It is only December 29th but time to move past the Christmas baking. Lots of cookies and cakes were baked over the holiday season. I don’t have any special recipe for New Year’s desserts but chocolate is always good when the weather is cold. Chocolate is a lot easier to handle when the weather is cool.
My recipe for today is a Dutch Baby. I am probably one of the last ones to know about this dish but happy I finally found it. A TV show in Japan was demonstrating recipes from the TV show Chicago Fire and the Dutch Baby was the recipe demonstrated. I grew up using cast iron skillets and I have bad memories about washing them so that is why I don’t have one in my house now. Anyway, after seeing the explanation about the Dutch Baby I decided it was time to reacquaint myself with iron skillets.
Basically, the Dutch Baby has a popover like bottom and then topped with your favorite fruit or other filling.
Basic Recipe for a small 15 cm iron skillet
(15 minutes prep time and 15 minutes for baking)
Serves 2 – 3
30 grams all purpose flour
1 teaspoon sugar
50 grams milk
Approximately 1 teaspoon butter for coating the pan
1. In a bowl, sift together the flour and sugar then add the egg and mix with a small whisk.
2. Lastly, add in the milk in about 3 portions and mix with the whisk.

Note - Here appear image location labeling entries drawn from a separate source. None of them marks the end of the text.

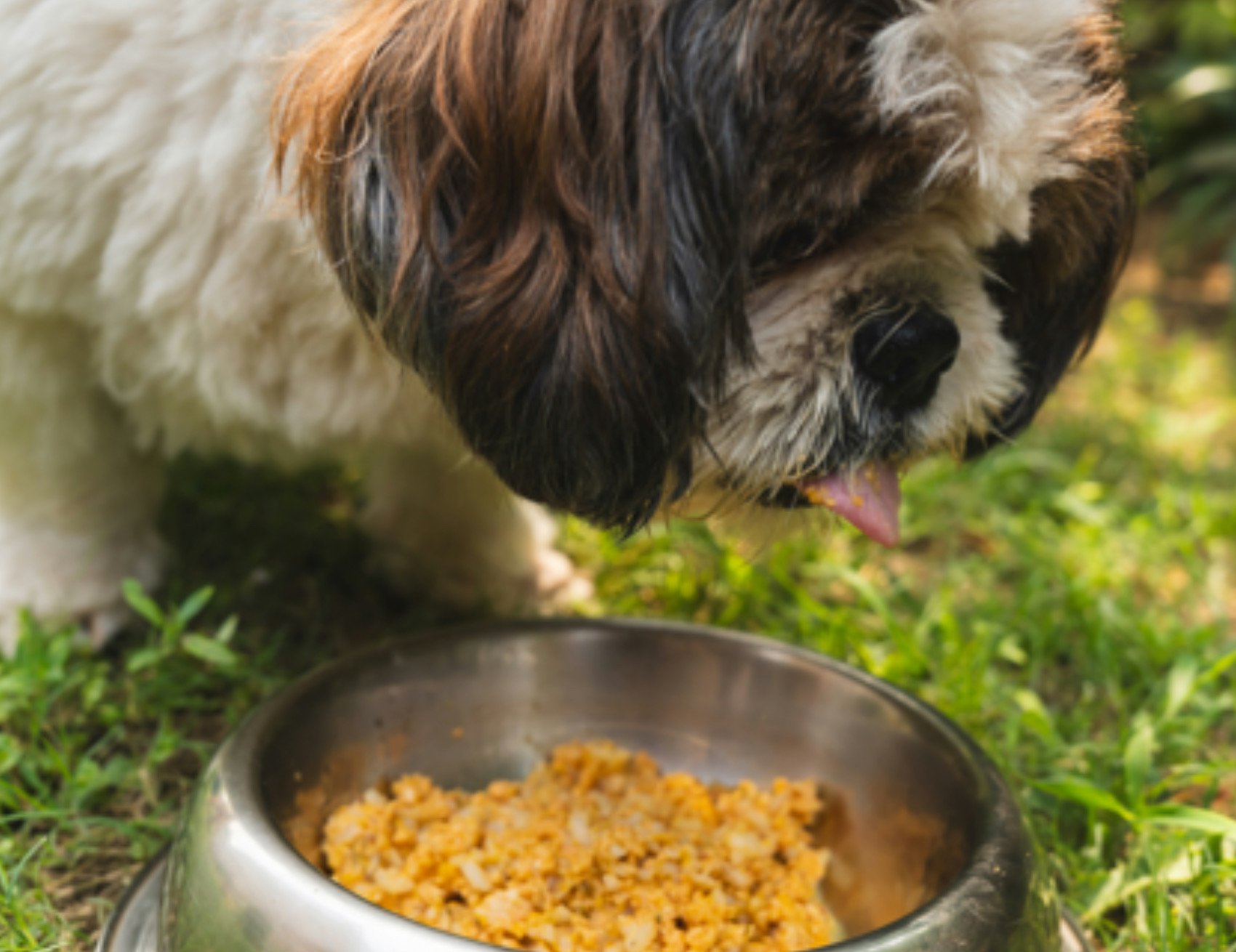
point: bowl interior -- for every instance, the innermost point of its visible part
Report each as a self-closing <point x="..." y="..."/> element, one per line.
<point x="905" y="799"/>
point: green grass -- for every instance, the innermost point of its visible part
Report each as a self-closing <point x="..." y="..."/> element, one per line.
<point x="1070" y="600"/>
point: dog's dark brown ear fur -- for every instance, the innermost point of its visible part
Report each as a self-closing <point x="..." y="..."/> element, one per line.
<point x="540" y="217"/>
<point x="1054" y="289"/>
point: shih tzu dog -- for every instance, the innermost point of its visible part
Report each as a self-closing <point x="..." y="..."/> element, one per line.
<point x="617" y="258"/>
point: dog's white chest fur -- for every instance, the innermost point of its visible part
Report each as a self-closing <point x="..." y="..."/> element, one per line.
<point x="135" y="201"/>
<point x="155" y="297"/>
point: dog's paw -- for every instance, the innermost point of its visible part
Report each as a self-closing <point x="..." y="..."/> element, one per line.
<point x="507" y="565"/>
<point x="65" y="579"/>
<point x="555" y="582"/>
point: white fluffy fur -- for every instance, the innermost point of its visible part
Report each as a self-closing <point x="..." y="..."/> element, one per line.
<point x="994" y="78"/>
<point x="153" y="298"/>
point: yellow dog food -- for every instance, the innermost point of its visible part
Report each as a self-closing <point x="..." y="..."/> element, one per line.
<point x="597" y="850"/>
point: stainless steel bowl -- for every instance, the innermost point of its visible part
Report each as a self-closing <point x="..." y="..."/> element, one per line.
<point x="930" y="851"/>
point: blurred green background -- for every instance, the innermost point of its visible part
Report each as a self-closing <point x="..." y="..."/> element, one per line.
<point x="1183" y="78"/>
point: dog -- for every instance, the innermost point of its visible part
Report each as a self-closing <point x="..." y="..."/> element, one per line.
<point x="614" y="258"/>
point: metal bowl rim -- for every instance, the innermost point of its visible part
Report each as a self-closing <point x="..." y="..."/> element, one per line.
<point x="252" y="734"/>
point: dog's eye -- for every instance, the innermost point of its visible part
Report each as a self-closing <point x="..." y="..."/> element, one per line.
<point x="787" y="247"/>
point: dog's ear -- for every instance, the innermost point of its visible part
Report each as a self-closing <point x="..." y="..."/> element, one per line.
<point x="1054" y="291"/>
<point x="537" y="205"/>
<point x="1054" y="288"/>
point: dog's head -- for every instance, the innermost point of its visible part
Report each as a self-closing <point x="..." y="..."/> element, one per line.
<point x="646" y="250"/>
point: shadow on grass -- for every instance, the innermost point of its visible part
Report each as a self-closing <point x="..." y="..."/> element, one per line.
<point x="284" y="554"/>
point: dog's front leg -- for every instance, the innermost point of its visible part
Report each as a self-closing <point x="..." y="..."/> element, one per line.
<point x="77" y="499"/>
<point x="445" y="525"/>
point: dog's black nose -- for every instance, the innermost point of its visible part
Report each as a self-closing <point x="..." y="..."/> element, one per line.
<point x="905" y="352"/>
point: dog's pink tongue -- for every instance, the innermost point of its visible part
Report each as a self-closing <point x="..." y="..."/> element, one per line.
<point x="868" y="499"/>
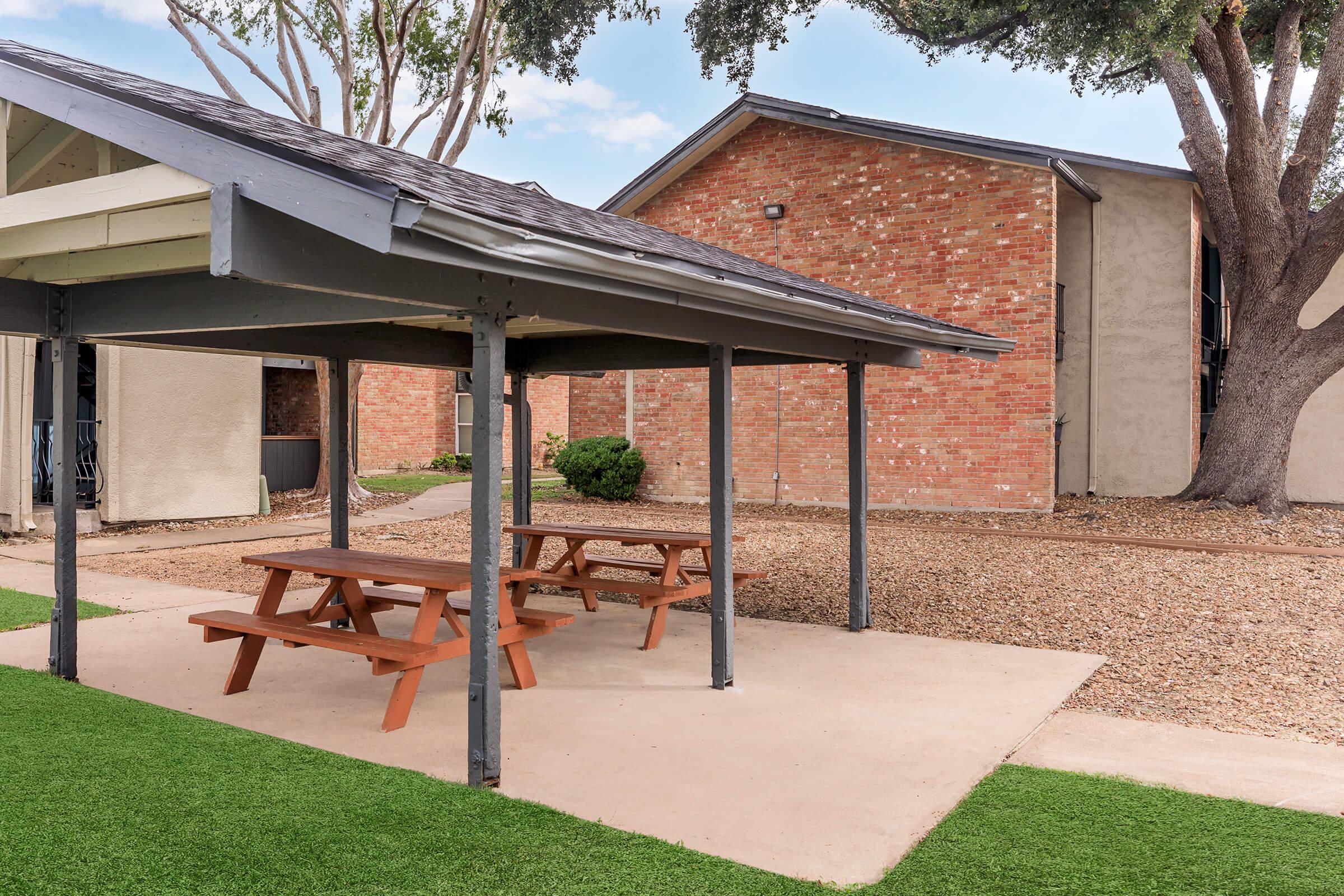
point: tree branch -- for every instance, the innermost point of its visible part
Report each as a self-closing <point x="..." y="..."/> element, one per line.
<point x="1249" y="163"/>
<point x="1211" y="65"/>
<point x="1304" y="166"/>
<point x="175" y="21"/>
<point x="1288" y="49"/>
<point x="1007" y="25"/>
<point x="489" y="57"/>
<point x="1203" y="151"/>
<point x="242" y="57"/>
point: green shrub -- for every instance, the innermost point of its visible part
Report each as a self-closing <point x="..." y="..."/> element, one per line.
<point x="552" y="445"/>
<point x="449" y="463"/>
<point x="604" y="466"/>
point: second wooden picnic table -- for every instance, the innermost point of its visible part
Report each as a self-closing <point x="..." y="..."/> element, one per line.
<point x="674" y="580"/>
<point x="438" y="580"/>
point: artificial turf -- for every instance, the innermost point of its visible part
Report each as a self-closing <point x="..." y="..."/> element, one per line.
<point x="104" y="794"/>
<point x="19" y="609"/>
<point x="410" y="483"/>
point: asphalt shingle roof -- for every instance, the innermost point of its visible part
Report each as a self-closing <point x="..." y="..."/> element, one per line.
<point x="448" y="186"/>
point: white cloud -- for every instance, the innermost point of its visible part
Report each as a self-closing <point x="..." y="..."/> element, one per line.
<point x="640" y="130"/>
<point x="142" y="11"/>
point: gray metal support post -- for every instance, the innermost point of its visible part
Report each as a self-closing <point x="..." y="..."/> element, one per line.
<point x="483" y="691"/>
<point x="721" y="514"/>
<point x="338" y="459"/>
<point x="65" y="614"/>
<point x="861" y="617"/>
<point x="522" y="423"/>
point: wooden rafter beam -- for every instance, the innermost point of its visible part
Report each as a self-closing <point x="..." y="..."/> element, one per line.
<point x="29" y="162"/>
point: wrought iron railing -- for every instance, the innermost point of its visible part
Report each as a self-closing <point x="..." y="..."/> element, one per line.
<point x="86" y="461"/>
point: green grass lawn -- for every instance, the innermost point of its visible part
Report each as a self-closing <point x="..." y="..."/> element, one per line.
<point x="104" y="794"/>
<point x="19" y="609"/>
<point x="410" y="483"/>
<point x="556" y="491"/>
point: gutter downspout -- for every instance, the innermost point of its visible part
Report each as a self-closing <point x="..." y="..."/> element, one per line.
<point x="30" y="365"/>
<point x="1094" y="349"/>
<point x="629" y="408"/>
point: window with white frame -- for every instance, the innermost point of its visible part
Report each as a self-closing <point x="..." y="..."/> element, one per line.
<point x="464" y="422"/>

Just stir enough to combine everything.
3. Preheat the over to 200 degrees Celsius then place the iron skillet in the oven for 10 minutes to warm up. When heated, add the butter and swirl it around the pan to coat it entirely.

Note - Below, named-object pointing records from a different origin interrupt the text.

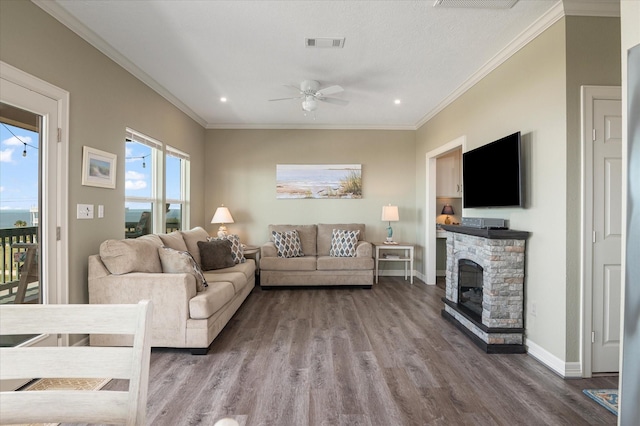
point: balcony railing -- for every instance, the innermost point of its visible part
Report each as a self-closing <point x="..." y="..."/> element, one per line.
<point x="13" y="258"/>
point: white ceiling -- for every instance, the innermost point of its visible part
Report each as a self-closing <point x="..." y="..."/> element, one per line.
<point x="195" y="52"/>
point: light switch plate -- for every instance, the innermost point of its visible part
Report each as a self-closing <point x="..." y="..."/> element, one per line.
<point x="85" y="211"/>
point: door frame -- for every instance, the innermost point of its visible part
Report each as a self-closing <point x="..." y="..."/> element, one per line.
<point x="589" y="94"/>
<point x="61" y="97"/>
<point x="430" y="208"/>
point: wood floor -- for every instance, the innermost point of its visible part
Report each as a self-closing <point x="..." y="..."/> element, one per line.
<point x="358" y="357"/>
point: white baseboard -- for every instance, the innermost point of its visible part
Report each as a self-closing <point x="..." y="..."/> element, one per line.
<point x="566" y="370"/>
<point x="400" y="273"/>
<point x="82" y="342"/>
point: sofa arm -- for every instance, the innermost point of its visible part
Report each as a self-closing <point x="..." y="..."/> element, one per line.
<point x="268" y="250"/>
<point x="170" y="294"/>
<point x="364" y="249"/>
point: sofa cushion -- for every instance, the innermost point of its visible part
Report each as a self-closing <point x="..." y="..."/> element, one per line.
<point x="215" y="254"/>
<point x="210" y="301"/>
<point x="132" y="255"/>
<point x="174" y="240"/>
<point x="236" y="247"/>
<point x="343" y="243"/>
<point x="306" y="263"/>
<point x="248" y="269"/>
<point x="177" y="262"/>
<point x="325" y="232"/>
<point x="287" y="243"/>
<point x="191" y="238"/>
<point x="237" y="278"/>
<point x="329" y="263"/>
<point x="306" y="233"/>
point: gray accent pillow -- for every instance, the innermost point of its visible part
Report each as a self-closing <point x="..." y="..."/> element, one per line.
<point x="287" y="243"/>
<point x="215" y="254"/>
<point x="176" y="262"/>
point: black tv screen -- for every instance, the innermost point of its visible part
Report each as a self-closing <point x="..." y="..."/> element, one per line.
<point x="492" y="174"/>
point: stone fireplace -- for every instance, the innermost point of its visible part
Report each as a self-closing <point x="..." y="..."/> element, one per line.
<point x="485" y="286"/>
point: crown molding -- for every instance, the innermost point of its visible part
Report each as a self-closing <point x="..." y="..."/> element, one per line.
<point x="304" y="127"/>
<point x="69" y="21"/>
<point x="603" y="8"/>
<point x="555" y="13"/>
<point x="606" y="8"/>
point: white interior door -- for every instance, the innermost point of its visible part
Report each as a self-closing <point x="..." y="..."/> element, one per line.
<point x="607" y="235"/>
<point x="52" y="194"/>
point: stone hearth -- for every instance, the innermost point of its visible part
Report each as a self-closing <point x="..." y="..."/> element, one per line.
<point x="501" y="255"/>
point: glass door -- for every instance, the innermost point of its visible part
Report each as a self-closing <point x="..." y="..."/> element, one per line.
<point x="29" y="204"/>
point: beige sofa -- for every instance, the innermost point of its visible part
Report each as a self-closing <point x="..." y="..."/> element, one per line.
<point x="316" y="267"/>
<point x="127" y="271"/>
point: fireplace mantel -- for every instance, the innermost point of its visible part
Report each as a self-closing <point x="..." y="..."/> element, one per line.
<point x="492" y="234"/>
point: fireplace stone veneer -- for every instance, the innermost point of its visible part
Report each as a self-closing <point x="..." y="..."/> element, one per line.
<point x="501" y="254"/>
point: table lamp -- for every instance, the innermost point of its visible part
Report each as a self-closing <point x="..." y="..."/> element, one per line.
<point x="448" y="210"/>
<point x="390" y="214"/>
<point x="222" y="216"/>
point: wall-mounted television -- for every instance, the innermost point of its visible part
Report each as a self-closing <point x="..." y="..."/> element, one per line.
<point x="492" y="174"/>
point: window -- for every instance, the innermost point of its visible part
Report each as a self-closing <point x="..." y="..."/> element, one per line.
<point x="177" y="189"/>
<point x="156" y="187"/>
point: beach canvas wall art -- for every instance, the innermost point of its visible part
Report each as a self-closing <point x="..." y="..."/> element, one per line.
<point x="318" y="181"/>
<point x="98" y="168"/>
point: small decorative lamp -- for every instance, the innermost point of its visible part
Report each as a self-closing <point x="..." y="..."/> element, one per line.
<point x="448" y="210"/>
<point x="390" y="214"/>
<point x="222" y="216"/>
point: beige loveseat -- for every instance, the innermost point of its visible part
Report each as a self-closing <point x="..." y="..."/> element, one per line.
<point x="317" y="266"/>
<point x="127" y="271"/>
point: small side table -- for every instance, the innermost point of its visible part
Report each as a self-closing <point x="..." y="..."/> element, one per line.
<point x="406" y="256"/>
<point x="253" y="252"/>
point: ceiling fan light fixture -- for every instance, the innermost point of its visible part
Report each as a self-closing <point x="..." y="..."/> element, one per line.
<point x="309" y="104"/>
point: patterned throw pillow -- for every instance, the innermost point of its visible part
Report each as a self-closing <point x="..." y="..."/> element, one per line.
<point x="236" y="247"/>
<point x="287" y="243"/>
<point x="343" y="243"/>
<point x="176" y="261"/>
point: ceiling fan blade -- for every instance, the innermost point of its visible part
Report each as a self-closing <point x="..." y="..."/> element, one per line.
<point x="329" y="90"/>
<point x="286" y="99"/>
<point x="335" y="101"/>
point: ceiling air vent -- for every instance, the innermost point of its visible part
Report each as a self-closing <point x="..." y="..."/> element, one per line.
<point x="324" y="42"/>
<point x="475" y="4"/>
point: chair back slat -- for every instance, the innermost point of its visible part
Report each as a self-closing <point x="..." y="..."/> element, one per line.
<point x="67" y="362"/>
<point x="77" y="406"/>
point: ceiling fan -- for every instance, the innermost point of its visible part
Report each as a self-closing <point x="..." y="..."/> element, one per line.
<point x="310" y="93"/>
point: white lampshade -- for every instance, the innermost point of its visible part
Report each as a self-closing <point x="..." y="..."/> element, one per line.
<point x="390" y="213"/>
<point x="222" y="215"/>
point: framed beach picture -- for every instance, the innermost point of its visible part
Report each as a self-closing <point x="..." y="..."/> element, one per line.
<point x="318" y="181"/>
<point x="98" y="168"/>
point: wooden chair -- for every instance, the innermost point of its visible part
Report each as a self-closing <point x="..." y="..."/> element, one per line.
<point x="143" y="227"/>
<point x="76" y="406"/>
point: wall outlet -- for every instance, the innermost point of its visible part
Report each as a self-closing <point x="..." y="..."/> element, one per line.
<point x="85" y="211"/>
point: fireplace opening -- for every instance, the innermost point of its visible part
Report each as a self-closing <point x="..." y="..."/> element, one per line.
<point x="470" y="287"/>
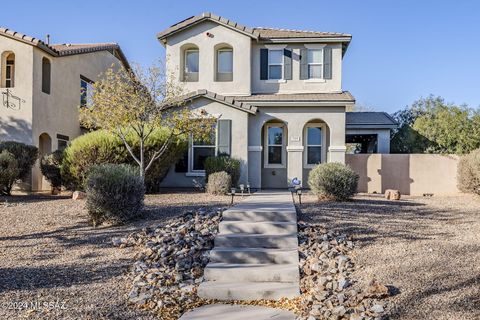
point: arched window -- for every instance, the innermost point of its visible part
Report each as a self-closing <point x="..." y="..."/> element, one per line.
<point x="8" y="70"/>
<point x="46" y="75"/>
<point x="224" y="63"/>
<point x="190" y="63"/>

4. Pour the batter into the pan and put back into the oven and back for about 15 – 18 minutes.
5. Remove from the oven and fill with your favorite filling. There is a lot of air in the Dutch Baby when it is baked so after removing it will deflate like a souffle.
For my Dutch Baby filling, I lightly sauteed an apple that was peeled & sliced in a fry pan with about 3 tablespoons sugar and a few dashes cinnamon.
My recommendation is to serve it warm just out of the oven. Always be careful to handle the skillet since it very hot.